Чтобы подчеркнуть свои слова, он кивнул на статую Калигулы, установленную рядом со статуей самого почитаемого в Риме божества — восседающего на троне Юпитера. В следующий миг группа рабов толкнула её сзади. Скульптурный образ покойного императора рухнул на мраморный пол, где разбился на множество обломков. По залу прокатился одобрительный гул голосов. Веспасиану внезапно вспомнился добродушный, энергичный юноша, и он пожалел о потере друга. Впрочем, он тотчас напомнил себе, в какое чудовище тот превратился, и поспешил присоединиться к хору ликующих возгласов.

— Сегодня настал день, — продолжил Помпоний Секунд, пытаясь перекричать голоса, — когда все мы, кто бесстрашно противостоял тираническому правлению Калигулы, можем снова назвать себя свободными людьми.

— Я бы не назвал лобызание императорских сандалий бесстрашным противостоянием, — язвительно пробормотал Гай, когда сенаторы разразились очередным приступом ликования.

Судя по многим лицам, дядя не единственный придерживался такого мнения.

Старший консул между тем продолжил свою речь, не замечая в ликовании доли иронии.
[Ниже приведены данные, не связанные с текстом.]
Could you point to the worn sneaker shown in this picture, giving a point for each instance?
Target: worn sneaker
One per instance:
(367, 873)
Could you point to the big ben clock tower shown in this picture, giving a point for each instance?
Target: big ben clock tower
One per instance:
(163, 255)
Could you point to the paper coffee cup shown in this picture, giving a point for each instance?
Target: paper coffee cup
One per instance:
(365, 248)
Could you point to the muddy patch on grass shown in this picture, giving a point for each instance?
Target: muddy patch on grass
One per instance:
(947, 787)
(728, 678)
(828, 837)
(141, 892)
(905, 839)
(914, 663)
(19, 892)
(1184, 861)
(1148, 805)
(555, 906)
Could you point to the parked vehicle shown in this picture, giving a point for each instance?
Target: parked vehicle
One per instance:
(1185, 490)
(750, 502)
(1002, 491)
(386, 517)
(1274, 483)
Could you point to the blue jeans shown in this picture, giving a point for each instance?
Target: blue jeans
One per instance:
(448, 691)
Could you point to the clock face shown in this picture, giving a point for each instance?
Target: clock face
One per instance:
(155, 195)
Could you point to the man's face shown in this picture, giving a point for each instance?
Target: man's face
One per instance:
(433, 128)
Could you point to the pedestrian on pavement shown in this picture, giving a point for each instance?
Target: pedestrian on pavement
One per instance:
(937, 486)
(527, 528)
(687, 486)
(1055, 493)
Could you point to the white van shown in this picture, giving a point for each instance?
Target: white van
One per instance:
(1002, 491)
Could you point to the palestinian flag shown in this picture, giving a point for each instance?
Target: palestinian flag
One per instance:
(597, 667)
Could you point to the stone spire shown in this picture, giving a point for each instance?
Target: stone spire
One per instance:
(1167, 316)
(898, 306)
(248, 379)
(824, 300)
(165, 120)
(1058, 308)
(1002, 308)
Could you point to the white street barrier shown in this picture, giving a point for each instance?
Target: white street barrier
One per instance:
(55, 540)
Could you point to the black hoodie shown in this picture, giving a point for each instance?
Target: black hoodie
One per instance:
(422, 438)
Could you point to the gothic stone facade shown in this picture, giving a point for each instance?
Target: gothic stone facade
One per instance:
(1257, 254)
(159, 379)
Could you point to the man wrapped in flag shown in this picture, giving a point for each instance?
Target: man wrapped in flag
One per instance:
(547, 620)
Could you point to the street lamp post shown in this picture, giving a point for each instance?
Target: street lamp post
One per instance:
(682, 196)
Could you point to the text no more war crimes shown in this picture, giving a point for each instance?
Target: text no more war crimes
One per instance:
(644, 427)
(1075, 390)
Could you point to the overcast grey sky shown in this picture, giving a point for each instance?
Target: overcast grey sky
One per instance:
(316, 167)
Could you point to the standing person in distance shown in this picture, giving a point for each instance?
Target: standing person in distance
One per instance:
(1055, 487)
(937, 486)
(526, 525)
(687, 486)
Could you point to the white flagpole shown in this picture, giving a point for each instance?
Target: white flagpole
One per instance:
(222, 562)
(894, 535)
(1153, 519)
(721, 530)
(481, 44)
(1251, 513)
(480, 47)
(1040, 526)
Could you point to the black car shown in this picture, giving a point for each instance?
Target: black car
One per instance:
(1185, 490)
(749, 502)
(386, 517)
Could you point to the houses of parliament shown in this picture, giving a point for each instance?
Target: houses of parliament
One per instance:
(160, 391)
— Преторианская гвардия решила навязать нам нового императора — дядю Калигулы Клавдия. Призванные отцы, я говорю — «нет»! Клавдий не только заика, который пускает слюну и спотыкается, пороча достоинство власти. Он не знаком легионам и не любим ими. Мы не можем позволить преторианской гвардии навязать нам такого императора. Если легионы на Рене и Данувии назовут своих, решительных и воинственных, кандидатов, мы столкнёмся с угрозой очередной гражданской войны. Как свободные люди, мы должны избрать одного из нас новым императором, чтобы он правил Римом вместе с верным ему Сенатом. Этот человек должен быть приемлем для всех — для сенаторов, легионов и преторианской гвардии. Им должен...

— ...стать ты, вот что ты хочешь сказать! — крикнул, вскакивая с места и колыхнув пышными телесами, младший консул Гней Сентий Сатурнин.

Он в обвиняющем жесте вскинул указательный палец и цепким взглядом обвёл зал.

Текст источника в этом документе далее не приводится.